Judge Asks Superior Court to Keep Stay in Place for Spanier Defamation Lawsuit
The judge presiding over former Penn State President Graham Spanier's defamation lawsuit against Louis Freeh asked the Pennsylvania Superior Court not to change his decision to delay the lawsuit.
At issue is whether or not the defamation lawsuit against Freeh and his firm can be delayed until after Spanier's criminal case is resolved.
Freeh, former FBI director, conducted an independent investigation into Penn State's handling of former Penn State football coach Jerry Sandusky's child sexual abuse. Freeh's firm found that Spanier and other administrators allegedly covered up the abuse. Separately, authorities criminally charged Spanier and two other administrators for the alleged cover-up.
Spanier argues that allegations in the Freeh report are false and defamatory. He's asking the court to delay the defamation lawsuit until the criminal case is resolved. Centre County Common Pleas Judge Jonathan Grine agreed with Spanier's argument and issued an order to delay the case.
Freeh has appealed the delay to the Superior Court.

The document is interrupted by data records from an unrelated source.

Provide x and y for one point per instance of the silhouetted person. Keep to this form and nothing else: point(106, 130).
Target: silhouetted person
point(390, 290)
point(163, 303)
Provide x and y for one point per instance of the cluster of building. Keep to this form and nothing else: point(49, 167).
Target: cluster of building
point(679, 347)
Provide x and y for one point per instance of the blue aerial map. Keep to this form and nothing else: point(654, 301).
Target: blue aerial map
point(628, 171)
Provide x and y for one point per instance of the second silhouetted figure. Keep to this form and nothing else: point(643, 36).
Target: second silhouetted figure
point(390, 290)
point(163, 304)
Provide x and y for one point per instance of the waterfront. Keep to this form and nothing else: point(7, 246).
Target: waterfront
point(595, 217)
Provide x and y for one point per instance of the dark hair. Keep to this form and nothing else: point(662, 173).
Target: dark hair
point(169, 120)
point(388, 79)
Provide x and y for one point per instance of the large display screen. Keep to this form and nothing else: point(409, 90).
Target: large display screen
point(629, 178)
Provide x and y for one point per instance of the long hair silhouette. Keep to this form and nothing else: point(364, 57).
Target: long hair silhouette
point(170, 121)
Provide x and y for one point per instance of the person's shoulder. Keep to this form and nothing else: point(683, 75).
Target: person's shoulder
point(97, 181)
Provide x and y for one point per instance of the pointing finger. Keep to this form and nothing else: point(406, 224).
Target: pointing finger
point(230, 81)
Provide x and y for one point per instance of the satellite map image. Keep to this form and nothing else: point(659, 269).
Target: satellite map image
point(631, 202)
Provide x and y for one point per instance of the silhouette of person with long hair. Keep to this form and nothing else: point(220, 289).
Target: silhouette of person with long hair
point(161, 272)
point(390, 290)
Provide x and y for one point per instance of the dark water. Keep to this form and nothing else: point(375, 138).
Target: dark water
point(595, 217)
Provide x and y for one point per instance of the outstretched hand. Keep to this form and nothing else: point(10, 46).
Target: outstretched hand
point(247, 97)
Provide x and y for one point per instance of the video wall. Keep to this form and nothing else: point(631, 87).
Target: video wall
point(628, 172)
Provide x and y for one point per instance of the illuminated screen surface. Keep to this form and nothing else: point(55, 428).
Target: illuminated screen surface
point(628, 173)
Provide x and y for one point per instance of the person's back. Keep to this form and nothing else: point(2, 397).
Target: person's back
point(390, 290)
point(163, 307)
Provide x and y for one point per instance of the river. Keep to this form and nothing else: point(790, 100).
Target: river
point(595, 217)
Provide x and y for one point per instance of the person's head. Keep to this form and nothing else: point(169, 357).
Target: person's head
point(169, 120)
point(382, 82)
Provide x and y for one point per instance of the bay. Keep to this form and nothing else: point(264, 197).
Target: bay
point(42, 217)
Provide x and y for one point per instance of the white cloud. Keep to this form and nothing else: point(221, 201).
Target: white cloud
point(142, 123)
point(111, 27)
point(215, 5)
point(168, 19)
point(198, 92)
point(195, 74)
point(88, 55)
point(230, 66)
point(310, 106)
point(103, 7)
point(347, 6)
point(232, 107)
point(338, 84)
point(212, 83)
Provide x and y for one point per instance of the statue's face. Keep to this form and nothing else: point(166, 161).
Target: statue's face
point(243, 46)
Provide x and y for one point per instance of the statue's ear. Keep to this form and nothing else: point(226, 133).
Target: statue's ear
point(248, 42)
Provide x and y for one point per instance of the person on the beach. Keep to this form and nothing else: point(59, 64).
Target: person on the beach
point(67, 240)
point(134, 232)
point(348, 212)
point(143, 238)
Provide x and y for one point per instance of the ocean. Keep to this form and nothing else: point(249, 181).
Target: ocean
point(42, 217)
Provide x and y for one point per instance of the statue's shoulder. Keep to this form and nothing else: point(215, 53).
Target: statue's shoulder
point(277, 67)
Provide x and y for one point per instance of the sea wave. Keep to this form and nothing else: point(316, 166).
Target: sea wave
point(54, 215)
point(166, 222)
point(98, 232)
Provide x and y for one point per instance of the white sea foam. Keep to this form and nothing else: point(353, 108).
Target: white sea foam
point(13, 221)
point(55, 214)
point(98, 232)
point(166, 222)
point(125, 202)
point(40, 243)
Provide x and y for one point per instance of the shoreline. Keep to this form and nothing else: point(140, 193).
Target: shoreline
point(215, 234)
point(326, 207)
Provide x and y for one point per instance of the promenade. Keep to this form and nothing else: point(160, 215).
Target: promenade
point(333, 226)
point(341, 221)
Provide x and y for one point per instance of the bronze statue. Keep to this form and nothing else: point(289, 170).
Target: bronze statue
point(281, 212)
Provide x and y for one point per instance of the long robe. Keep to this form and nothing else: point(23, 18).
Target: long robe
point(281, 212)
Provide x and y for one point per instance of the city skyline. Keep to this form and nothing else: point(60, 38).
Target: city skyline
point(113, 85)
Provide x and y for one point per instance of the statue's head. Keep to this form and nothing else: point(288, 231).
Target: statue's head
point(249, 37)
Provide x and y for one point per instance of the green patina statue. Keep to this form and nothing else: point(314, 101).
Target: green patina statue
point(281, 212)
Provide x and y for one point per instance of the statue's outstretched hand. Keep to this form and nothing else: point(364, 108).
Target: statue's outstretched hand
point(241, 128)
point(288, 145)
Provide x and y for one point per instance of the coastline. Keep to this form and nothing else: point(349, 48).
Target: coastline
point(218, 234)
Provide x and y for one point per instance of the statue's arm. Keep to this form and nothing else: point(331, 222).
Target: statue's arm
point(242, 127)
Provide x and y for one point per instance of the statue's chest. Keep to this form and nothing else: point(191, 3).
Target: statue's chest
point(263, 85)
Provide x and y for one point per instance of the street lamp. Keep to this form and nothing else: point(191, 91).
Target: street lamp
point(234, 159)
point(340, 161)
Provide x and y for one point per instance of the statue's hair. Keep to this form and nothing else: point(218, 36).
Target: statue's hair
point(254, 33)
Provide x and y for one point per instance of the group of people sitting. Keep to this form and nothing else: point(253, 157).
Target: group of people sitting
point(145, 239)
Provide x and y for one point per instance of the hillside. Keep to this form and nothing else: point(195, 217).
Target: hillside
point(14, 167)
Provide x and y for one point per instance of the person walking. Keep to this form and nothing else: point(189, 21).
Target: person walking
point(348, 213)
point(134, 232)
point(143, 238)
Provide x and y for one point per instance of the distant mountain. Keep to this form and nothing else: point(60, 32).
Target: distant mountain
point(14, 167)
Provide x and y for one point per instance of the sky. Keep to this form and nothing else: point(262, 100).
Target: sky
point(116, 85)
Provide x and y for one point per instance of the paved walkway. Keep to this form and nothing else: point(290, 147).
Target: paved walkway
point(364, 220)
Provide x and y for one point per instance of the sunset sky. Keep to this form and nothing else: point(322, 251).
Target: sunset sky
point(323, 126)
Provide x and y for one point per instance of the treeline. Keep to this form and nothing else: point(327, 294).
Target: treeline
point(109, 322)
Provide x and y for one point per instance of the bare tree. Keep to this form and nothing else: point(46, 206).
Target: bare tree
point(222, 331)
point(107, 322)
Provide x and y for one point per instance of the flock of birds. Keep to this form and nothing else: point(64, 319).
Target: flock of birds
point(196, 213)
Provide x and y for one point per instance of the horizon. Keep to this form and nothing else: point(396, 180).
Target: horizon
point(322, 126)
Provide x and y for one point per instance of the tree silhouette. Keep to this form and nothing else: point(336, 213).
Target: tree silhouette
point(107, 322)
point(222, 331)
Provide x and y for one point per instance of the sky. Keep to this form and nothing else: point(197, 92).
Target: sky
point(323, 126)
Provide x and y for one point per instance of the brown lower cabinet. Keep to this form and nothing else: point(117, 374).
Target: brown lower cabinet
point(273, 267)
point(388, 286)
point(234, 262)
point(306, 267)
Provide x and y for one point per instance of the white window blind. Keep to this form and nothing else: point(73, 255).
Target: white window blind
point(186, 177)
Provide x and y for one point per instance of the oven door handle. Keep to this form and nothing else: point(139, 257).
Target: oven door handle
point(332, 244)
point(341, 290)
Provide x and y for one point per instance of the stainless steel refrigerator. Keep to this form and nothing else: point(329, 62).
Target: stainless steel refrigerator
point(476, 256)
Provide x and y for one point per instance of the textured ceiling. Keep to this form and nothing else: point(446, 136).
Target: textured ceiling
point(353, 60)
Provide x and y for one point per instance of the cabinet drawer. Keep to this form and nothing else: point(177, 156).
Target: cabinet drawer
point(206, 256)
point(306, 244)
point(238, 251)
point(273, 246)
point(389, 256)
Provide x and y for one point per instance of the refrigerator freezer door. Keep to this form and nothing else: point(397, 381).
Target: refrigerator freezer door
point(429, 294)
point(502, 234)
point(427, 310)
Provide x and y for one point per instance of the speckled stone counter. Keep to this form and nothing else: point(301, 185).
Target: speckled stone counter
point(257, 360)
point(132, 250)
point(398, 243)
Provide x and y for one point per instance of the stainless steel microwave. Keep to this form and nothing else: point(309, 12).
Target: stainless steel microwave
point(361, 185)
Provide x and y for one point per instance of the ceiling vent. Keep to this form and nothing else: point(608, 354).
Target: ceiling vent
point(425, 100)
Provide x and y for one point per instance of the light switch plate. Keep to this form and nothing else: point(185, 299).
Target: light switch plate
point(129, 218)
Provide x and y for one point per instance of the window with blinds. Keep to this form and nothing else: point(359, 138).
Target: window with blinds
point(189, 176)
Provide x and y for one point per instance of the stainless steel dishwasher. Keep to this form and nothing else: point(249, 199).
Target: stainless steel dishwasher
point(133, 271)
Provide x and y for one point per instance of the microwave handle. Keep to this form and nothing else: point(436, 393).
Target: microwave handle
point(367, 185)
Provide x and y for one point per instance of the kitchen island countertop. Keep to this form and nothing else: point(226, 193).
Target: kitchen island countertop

In response, Grine filed papers to the Superior Court on monday reiterating why he believes a stay is appropriate in this case.
Freeh's attorneys say the Fifth Amendment of the U.S. Constitution should not be a factor in Grine's decision to delay the case because Spanier has not yet exercised that right. However, Grine argues that even though Spanier has not exercised his Fifth Amendment right against self-incrimination, Spanier may exercise that right down the road -- therefore the case should be delayed until the criminal case is over.
Freeh's attorneys also say the delay eliminates defendants' opportunity to have the case moved to federal court, which has a one-year statutory limitation. However, Grine says defendants did not raise this issue initially. He points out that the federal court could make an exception to the one-year limit. Additionally, Grine argues that the plaintiff's Fifth Amendment right outweighs defendants' statutory rights.
Freeh's attorney say the lawsuit has damaged Freeh's and his firm's reputation and a delay would only further damage their image. "The court finds that although the potential for damage to appellants reputation exists that damage is outweighed by the court's analysis of other factors," Grine says.
Ultimately, the Superior Court will determine if a delay in the lawsuit is appropriate.